Cette naissance prématurée ou «altrictionnelle» crée une situation unique chez les primates. Non seulement un nouveau-né doit-il continuer à développer son cerveau à l'extérieur de l'utérus, mais il doit le faire dans un environnement beaucoup plus complexe et variable que l'intérieur utérin ombragé, rembourré et en sourdine. Elle doit le faire en relation avec un groupe de soignants humains mobiles dont elle dépend. Et elle doit le faire avec la capacité qu'elle a à la naissance – la capacité de faire, de remarquer, de se souvenir et de recréer des modèles de mouvement. En conséquence, la biologie même du cerveau humain – sa structure neuronale – émerge en fonction des mouvements que fait un enfant et des mouvements qui le font.
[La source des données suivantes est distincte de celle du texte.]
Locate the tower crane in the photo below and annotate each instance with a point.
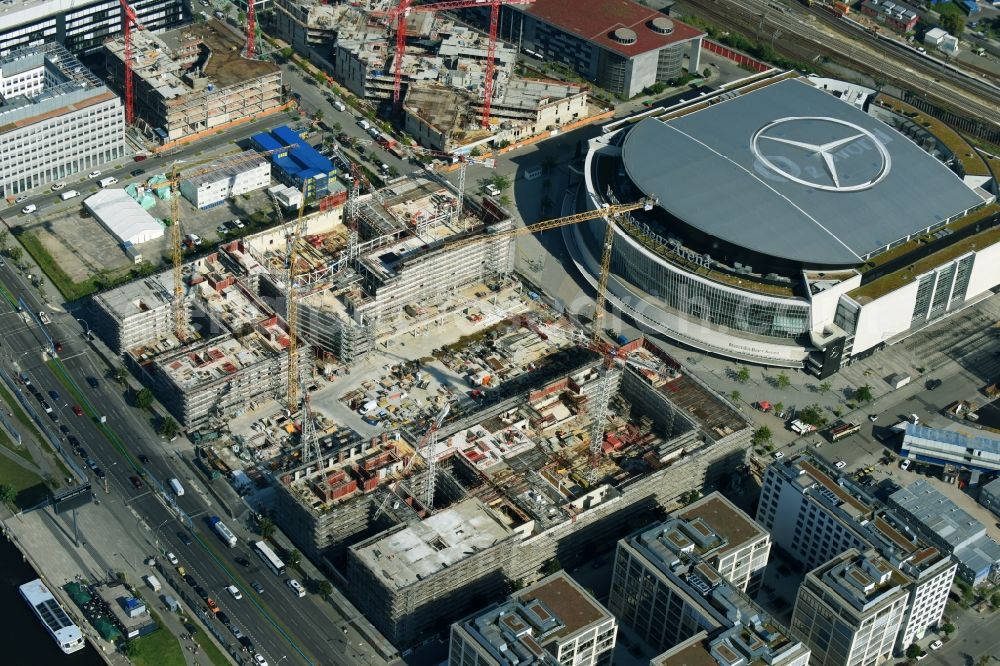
(599, 411)
(464, 161)
(403, 9)
(129, 19)
(251, 49)
(180, 323)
Les implications de ce développement sont nombreuses et pertinentes pour notre compréhension des humains et de la danse. Plus que tout autre primate, les bébés humains doivent être capables de jouer avec le mouvement. D'une part, ils doivent apprendre quels mouvements sont les meilleurs pour obtenir de la nourriture et des câlins. Ils doivent être capables de discerner comment se déplacer d'une manière qui les relie aux autres de manière agréable et mutuellement bénéfique pour la vie. D'un autre côté, ils doivent aussi apprendre non seulement quels mouvements faire mais comment faire de nouveaux mouvements. Ils ont besoin de développer une conscience sensorielle capable de les guider dans l'invention des mouvements en réponse à une panoplie de problèmes en constante évolution.

Toutes ces aptitudes cérébrales sont celles que la pratique de la danse exerce.

Se pourrait-il que la danse soit l'activité que les humains ont fait évoluer les cerveaux en tant que condition habilitante de leur meilleur devenir corporel?

La semaine prochaine: Que diraient les neuroscientifiques?